Cyclic Convolution

Given two sequences of length $n$ ($n=2^k$):

$$a=(a_0,a_1,\dots,a_{n-1}),\quad b=(b_0,b_1,\dots,b_{n-1})$$

Running FFT/NTT directly on length $n$ (without zero-padding) yields the cyclic convolution:

$$\boxed{c_i=\sum_{(j+k)\%n=i}a_j\cdot b_k}\qquad\text{equivalently}\qquad\boxed{c_i=\sum_{j=0}^{n-1}a_j\,b_{(i-j)\%n}}$$

Contrast with linear convolution: ordinary (linear) convolution takes $c_k=\sum_{i+j=k}a_i b_j$ with no modular reduction. Cyclic convolution wraps the indices around modulo $n$.
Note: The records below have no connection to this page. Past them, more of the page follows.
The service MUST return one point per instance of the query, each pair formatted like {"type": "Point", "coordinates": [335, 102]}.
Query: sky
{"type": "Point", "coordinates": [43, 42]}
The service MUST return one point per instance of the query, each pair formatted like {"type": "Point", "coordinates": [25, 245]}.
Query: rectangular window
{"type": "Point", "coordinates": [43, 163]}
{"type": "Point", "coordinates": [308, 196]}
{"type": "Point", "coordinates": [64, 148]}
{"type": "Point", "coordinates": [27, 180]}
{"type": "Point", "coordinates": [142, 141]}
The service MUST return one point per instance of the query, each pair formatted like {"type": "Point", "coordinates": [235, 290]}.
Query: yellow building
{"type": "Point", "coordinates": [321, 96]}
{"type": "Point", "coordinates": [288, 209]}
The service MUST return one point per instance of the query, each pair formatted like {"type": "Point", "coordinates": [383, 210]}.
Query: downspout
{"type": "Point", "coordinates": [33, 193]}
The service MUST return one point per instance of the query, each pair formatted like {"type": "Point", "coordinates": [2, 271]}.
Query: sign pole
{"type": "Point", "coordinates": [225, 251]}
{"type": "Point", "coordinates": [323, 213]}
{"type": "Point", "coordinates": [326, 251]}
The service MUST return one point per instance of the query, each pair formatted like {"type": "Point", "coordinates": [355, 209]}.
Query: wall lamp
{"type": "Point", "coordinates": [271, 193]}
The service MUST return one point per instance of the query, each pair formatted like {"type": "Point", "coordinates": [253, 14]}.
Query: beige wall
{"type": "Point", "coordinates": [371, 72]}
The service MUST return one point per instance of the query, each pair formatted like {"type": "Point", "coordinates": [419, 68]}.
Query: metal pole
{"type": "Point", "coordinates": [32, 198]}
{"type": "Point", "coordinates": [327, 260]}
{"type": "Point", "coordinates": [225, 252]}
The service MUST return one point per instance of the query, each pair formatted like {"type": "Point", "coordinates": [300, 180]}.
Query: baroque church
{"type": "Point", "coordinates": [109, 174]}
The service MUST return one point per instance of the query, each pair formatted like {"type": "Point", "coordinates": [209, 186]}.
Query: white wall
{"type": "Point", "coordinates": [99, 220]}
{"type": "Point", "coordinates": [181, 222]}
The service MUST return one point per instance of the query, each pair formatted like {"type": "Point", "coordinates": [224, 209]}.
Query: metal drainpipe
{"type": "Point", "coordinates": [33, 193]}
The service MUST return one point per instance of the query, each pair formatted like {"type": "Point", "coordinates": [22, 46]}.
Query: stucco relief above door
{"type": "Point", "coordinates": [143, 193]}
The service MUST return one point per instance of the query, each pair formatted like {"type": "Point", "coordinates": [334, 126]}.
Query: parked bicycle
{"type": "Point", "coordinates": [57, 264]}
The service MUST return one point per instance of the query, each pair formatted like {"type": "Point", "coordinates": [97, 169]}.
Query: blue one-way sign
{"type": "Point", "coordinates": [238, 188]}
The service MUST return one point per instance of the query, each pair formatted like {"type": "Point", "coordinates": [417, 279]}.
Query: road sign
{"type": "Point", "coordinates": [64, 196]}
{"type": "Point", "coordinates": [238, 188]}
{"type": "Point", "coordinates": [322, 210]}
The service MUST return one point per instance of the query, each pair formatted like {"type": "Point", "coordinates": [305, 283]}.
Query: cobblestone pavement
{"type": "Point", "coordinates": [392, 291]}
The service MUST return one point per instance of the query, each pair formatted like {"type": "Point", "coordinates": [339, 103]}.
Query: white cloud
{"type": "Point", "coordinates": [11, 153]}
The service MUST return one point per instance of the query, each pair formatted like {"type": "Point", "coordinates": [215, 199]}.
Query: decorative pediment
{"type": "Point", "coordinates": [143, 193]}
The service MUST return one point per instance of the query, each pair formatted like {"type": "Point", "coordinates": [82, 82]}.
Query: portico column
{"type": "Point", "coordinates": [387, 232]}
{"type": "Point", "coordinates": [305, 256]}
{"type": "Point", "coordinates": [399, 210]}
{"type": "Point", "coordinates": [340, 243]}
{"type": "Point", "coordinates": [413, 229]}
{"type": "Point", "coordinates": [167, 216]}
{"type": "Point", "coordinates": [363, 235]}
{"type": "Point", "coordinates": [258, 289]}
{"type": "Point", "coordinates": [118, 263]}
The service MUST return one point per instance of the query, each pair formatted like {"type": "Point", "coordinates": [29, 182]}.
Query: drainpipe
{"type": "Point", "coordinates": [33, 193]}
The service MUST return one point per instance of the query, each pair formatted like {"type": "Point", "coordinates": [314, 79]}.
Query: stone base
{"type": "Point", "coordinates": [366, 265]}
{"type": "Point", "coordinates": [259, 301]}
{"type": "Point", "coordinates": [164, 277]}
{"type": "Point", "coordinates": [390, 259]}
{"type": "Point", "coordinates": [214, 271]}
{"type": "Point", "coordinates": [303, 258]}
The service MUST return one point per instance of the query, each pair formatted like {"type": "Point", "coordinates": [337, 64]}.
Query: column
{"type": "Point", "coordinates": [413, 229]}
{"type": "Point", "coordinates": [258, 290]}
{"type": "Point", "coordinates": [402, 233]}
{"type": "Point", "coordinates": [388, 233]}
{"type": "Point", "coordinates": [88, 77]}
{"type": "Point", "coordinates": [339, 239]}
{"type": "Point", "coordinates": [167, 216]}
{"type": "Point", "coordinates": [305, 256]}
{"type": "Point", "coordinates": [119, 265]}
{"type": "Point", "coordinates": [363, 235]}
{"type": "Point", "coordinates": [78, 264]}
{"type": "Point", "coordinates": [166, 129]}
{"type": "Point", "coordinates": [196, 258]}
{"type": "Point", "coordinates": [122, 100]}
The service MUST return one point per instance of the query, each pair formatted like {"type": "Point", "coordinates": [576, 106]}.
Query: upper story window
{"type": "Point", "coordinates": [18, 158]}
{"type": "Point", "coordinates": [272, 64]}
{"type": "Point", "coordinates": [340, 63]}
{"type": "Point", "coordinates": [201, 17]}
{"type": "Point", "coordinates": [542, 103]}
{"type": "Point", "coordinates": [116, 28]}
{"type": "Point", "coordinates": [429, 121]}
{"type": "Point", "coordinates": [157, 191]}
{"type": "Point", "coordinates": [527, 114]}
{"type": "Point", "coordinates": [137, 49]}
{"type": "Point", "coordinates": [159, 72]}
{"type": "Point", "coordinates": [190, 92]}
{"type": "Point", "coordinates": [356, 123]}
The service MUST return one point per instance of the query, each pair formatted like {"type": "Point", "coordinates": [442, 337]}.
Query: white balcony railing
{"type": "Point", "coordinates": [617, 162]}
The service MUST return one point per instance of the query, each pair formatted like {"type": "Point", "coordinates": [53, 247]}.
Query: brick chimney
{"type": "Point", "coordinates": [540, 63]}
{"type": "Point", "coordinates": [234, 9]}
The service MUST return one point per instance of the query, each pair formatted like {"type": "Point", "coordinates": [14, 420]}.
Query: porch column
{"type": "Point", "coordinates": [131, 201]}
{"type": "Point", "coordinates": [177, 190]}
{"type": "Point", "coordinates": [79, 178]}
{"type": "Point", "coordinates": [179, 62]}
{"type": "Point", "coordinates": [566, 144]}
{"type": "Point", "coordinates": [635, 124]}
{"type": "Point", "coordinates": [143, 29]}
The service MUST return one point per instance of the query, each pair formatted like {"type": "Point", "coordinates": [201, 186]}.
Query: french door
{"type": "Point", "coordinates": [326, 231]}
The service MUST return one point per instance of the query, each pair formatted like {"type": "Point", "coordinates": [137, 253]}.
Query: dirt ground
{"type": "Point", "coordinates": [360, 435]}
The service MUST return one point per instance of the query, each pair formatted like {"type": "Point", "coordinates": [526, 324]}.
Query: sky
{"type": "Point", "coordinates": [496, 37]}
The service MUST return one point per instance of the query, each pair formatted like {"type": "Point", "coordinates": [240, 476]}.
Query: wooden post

1 FFT $O(n\log n)$ Implementation (Radix-2, $n=2^k$)

#include <bits/stdc++.h>
using namespace std;
using cd = complex<double>;
const double PI = acos(-1);

void fft(vector<cd>& a, bool invert) {
    int n = a.size();
    vector<int> rev(n);
    for (int i = 0; i < n; i++) {
        rev[i] = (rev[i>>1] >> 1) | ((i&1) * (n>>1));
        if (i < rev[i]) swap(a[i], a[rev[i]]);
    }
    for (int len = 2; len <= n; len <<= 1) {
        double ang = 2 * PI / len * (invert ? -1 : 1);
        cd wlen(cos(ang), sin(ang));
        for (int i = 0; i < n; i += len) {
            cd w(1);
            for (int j = 0; j < len/2; j++) {
                cd u = a[i+j];
                cd v = a[i+j+len/2] * w;
                a[i+j]       = u + v;
                a[i+j+len/2] = u - v;
                w *= wlen;
            }
        }
    }
    if (invert) {
        for (cd& x : a) x /= n;
    }
}

// Cyclic convolution of length n = 2^k
vector<double> circularConvolutionFFT(const vector<double>& a,
                                      const vector<double>& b) {
    int n = a.size();  // assumes a.size() == b.size() == 2^k
    vector<cd> fa(a.begin(), a.end()),
                fb(b.begin(), b.end());
    fft(fa, false);  // no zero-padding: FFT on length n directly
    fft(fb, false);
    for (int i = 0; i < n; i++) fa[i] *= fb[i];
    fft(fa, true);
    vector<double> c(n);
    for (int i = 0; i < n; i++) c[i] = fa[i].real();
    return c;
}

Why this gives cyclic convolution:

fft(..., false) evaluates each sequence at the $n$-th roots of unity $\omega_n^0,\dots,\omega_n^{n-1}$.
Pointwise multiplication gives $\{C(\omega_n^i)\}$.
fft(..., true) (IFFT) recovers the coefficients $\{C_i\}$.
Because no zero-padding was added, the FFT implicitly wraps indices modulo $n$, producing the cyclic convolution.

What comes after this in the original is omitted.